La Communauté internationale baha'ie est convaincue que les environnements conçus d'après des principes unificateurs et en fonction de méthodes de participation du type examiné plus haut, trouveront en temps utile leurs propres solutions pratiques et techniques aux problèmes concrets qu'ils rencontreront dans le domaine du logement. Des projets de ce type en matière de logement déboucheront sur des modèles viables et reproductibles car ils s'adaptent bien aux différences locales, ethniques et autres particularités culturelles. Les communautés baha'ies, dont le réseau s'étend rapidement, appliquent ces méthodes au niveau local pour mener leurs activités croissantes dans le domaine du développement social et économique. Nous serons heureux de partager ces expériences dans le cadre des établissements humains et de contribuer ainsi au processus d'élaboration de ces modèles.

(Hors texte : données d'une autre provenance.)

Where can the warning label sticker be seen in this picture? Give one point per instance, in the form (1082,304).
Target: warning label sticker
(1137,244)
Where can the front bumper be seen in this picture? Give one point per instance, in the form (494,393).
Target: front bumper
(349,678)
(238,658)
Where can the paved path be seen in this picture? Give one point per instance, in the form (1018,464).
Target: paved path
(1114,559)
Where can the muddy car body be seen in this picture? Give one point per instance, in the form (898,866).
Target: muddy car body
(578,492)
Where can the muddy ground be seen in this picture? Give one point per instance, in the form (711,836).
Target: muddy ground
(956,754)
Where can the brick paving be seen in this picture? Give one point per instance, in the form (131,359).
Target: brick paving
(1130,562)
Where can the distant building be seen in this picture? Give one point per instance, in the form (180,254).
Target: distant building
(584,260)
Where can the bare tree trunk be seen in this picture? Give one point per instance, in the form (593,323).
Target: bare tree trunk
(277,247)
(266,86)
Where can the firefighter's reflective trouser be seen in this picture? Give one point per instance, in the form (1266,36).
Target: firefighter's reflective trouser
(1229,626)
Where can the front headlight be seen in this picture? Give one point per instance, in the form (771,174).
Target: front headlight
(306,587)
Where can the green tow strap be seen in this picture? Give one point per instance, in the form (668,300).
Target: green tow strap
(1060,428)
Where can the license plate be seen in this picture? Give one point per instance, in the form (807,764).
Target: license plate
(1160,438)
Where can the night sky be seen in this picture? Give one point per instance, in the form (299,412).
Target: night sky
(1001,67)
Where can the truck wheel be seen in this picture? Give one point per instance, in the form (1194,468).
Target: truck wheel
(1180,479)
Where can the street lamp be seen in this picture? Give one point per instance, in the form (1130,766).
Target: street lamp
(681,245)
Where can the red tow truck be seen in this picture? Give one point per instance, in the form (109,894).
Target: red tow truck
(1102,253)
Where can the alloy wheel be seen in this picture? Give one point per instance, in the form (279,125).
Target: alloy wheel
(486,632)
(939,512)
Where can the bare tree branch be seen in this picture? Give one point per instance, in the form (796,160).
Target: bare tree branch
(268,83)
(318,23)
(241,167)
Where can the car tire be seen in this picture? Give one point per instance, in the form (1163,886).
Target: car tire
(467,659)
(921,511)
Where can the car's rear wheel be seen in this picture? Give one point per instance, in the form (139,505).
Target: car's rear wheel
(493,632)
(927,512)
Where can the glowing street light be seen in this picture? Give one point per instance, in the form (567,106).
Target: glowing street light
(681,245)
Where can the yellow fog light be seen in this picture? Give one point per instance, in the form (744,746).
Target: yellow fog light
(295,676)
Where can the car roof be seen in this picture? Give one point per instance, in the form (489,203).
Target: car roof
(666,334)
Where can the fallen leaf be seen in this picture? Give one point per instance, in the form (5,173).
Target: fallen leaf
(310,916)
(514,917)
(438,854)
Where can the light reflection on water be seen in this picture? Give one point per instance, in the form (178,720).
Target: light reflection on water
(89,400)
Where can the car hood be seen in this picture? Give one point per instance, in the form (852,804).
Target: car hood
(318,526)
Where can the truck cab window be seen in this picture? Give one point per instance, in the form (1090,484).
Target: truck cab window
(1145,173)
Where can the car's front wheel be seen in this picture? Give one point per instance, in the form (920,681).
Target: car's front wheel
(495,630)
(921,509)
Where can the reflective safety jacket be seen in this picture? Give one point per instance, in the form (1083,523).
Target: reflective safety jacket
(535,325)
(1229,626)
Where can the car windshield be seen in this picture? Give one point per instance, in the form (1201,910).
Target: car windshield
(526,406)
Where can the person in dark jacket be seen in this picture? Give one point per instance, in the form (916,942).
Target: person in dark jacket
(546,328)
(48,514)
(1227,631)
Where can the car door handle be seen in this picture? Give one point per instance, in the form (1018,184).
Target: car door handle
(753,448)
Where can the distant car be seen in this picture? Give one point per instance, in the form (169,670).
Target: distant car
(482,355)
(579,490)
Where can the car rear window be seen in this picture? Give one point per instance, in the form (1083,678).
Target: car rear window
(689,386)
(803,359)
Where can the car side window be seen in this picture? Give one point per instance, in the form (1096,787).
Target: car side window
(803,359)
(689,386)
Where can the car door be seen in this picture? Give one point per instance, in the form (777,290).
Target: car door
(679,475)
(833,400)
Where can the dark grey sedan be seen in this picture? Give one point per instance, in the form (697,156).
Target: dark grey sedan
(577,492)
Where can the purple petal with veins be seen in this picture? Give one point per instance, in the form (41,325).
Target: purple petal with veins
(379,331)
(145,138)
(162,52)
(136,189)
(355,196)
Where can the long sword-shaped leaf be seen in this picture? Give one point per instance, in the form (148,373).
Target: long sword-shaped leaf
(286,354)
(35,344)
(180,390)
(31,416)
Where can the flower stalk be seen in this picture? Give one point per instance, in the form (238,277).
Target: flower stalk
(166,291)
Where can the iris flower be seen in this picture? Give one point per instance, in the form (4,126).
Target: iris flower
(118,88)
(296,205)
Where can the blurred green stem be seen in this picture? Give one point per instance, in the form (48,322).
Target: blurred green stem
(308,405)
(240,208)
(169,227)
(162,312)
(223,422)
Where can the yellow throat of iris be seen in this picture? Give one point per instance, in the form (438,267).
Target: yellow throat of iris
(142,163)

Par le passé, nous avons accepté l'idée qu'un changement progressif d'attitude devait préparer le terrain pour l'adoption de politiques et pour l'action. Aujourd'hui, le monde entier prend conscience de la nécessité d'élaborer un nouveau modèle de développement. Comme ce processus peut arriver à maturation plus tôt que prévu, nous devrions nous préparer hardiment à aborder une nouvelle phase de changement rapide promettant d'aboutir à l'instauration de conditions plus satisfaisantes pour les établissements humains et pour tous les aspects de la vie humaine. L'instauration de l'unité à tous les niveaux de la société, y compris la famille, qui constitue la cellule fondamentale de la société, est une condition préalable à une solution durable de tous les grands problèmes mondiaux. Il est dit dans les écrits Bahá'ís: "Si l'amour et l'entente règnent dans une famille, cette dernière progressera, deviendra éclairée et s'élèvera sur le plan spirituel. Mais si l'hostilité et la haine règnent dans cette famille, la destruction et la dispersion sont inévitables. Il en va de même pour une ville. Si ses habitants font preuve d'un esprit d'entente et de fraternité, la ville progressera régulièrement et les conditions sociales s'amélioreront, alors qu'avec les dissensions et les querelles elle se dégradera et ses habitants se disperseront. De la même façon, le peuple d'une nation se développe et progresse vers la civilisation et l'illumination grâce à l'amour et l'entente, et il est détruit par la guerre et les dissensions."*
1. Extrait du Rapport sur l'année internationale du logement des sans abri, établi par le Directeur exécutif, à la sixième session du CNUEH, à Helsinki, du 25 avril au 6 mai 1983.
* extrait des écrits Bahá'ís.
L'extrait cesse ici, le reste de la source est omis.